Wodehouse
A commenter in the post immediately below reminds us of a great Wodehouse line; perhaps the harshest condemnation the mild-mannered Bertie ever directs at an interlocutor to his face. If you haven’t read anything by the man with the greatest ear for comic dialog the 20th century had to offer, do yourself a favor. Almost any of his 90+ novels will do, but the aforementioned The Code of the Woosters is an excellent place to start, along the The Inimitable Jeeves, Jeeves and the tie that Binds, and Pigs have Wings. Amongst short stories, I particularly recommend “Crime Wave at Blandings” and “The Great Sermon Handicap” (in which a ring of gamblers wager on which local vicar will give the longest sermon on any given Sunday, followed by various efforts by the unscrupulous to fix the competition).

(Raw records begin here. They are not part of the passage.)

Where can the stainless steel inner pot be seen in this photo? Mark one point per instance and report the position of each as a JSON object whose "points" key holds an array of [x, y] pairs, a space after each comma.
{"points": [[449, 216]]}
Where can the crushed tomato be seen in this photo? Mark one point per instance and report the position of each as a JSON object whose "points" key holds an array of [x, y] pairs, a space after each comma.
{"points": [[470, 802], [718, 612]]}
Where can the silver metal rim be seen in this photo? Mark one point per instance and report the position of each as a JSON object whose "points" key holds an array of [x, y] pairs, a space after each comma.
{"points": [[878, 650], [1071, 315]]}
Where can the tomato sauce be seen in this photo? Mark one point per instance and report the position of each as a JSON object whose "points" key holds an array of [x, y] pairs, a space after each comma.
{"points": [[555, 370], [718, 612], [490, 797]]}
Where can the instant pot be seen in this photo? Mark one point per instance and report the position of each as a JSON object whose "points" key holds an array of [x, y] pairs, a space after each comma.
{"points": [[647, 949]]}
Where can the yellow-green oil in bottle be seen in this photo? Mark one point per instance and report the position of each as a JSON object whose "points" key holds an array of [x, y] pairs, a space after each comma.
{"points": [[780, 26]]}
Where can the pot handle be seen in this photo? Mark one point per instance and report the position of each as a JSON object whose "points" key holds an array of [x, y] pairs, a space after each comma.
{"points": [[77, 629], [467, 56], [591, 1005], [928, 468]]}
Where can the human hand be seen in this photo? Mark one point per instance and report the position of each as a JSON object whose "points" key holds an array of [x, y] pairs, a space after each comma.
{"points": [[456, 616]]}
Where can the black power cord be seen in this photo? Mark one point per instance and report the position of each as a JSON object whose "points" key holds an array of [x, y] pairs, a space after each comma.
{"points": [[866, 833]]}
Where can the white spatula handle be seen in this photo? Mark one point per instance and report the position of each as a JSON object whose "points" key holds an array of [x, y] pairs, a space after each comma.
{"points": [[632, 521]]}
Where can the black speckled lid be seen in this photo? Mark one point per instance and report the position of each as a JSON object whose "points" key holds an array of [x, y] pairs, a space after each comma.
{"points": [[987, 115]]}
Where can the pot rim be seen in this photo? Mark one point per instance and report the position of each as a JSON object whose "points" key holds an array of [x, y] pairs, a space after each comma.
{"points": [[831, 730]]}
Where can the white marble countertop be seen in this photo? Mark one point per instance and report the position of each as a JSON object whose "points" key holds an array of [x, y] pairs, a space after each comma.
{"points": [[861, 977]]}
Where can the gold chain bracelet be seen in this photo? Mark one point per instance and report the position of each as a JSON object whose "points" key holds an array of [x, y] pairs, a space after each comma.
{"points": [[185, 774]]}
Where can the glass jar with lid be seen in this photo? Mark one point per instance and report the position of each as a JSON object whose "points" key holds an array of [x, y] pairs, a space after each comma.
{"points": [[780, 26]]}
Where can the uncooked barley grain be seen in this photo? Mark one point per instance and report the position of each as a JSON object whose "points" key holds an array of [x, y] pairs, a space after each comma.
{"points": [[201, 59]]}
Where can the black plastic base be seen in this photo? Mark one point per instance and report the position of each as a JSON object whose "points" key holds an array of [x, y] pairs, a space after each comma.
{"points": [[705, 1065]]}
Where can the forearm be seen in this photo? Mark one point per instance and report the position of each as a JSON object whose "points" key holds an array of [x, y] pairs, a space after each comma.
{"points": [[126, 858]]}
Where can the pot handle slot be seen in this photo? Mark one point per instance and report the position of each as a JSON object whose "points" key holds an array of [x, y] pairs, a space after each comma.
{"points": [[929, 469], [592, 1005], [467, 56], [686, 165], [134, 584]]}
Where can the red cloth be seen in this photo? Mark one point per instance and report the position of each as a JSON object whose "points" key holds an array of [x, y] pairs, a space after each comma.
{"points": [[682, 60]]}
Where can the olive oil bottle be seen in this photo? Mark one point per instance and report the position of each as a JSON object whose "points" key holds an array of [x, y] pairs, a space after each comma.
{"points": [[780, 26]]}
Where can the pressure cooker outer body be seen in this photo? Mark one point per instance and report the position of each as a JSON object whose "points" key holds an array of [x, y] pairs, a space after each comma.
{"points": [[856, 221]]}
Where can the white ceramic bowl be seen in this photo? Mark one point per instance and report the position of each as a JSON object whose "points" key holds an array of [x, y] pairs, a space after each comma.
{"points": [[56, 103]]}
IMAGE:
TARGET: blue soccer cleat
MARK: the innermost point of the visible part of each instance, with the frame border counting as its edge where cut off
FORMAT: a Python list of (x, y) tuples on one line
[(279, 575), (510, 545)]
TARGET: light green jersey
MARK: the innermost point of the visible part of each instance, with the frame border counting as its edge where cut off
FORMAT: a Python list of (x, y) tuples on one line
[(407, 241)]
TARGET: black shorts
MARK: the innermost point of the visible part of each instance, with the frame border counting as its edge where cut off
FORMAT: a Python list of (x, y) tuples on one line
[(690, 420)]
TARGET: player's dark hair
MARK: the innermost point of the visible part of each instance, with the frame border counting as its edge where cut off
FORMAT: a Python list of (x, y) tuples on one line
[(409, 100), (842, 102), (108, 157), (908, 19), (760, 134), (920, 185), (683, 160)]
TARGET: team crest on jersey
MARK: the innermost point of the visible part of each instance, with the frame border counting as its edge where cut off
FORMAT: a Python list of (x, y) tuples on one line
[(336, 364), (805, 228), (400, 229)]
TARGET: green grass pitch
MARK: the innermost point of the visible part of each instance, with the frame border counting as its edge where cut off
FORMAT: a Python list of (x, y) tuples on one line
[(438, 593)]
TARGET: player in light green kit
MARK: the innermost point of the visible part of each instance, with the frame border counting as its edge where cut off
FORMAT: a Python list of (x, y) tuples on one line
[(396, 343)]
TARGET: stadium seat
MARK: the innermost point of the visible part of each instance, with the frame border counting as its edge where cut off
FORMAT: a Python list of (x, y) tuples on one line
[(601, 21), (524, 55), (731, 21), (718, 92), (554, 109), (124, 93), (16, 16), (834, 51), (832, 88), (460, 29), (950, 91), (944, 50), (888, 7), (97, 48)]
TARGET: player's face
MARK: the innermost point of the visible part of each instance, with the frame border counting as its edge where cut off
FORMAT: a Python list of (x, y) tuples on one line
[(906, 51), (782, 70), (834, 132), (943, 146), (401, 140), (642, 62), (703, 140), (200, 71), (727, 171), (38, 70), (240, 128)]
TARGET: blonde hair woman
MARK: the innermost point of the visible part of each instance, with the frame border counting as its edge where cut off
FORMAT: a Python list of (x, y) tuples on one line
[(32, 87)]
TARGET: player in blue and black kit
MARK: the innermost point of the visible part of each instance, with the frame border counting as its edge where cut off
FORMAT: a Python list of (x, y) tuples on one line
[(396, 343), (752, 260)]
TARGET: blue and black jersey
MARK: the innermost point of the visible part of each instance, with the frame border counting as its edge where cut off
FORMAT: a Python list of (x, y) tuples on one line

If you want a taste, the glories of the information superhighway include a randomĀ Wodehouse quote generator. Check it out. A couple of the gems I got:
As a rule, you see, I’m not lugged into Family Rows. On the occasions when Aunt is calling Aunt like mastodons bellowing across premieval swamps and Uncle James’s letter about Cousin Mabel’s peculiar behaviour is being shot round the family circle (“Please read this carefully and send it on Jane”) the clan has a tendency to ignore me. It’s one of the advantages I get from being a bachelor–and, according to my nearest and dearest, practically a half-witted bachelor at that.
It was a confusion of ideas between him and one of the lions he was hunting in Kenya that had caused A. B. Spottsworth to make the obituary column. He thought the lion was dead, and the lion thought it wasn’t.
She looked like something that might have occured to Ibsen in one of his less frivolous moments.
It is never difficult to distinguish between a Scotsman with a greivance and a ray of sunshine.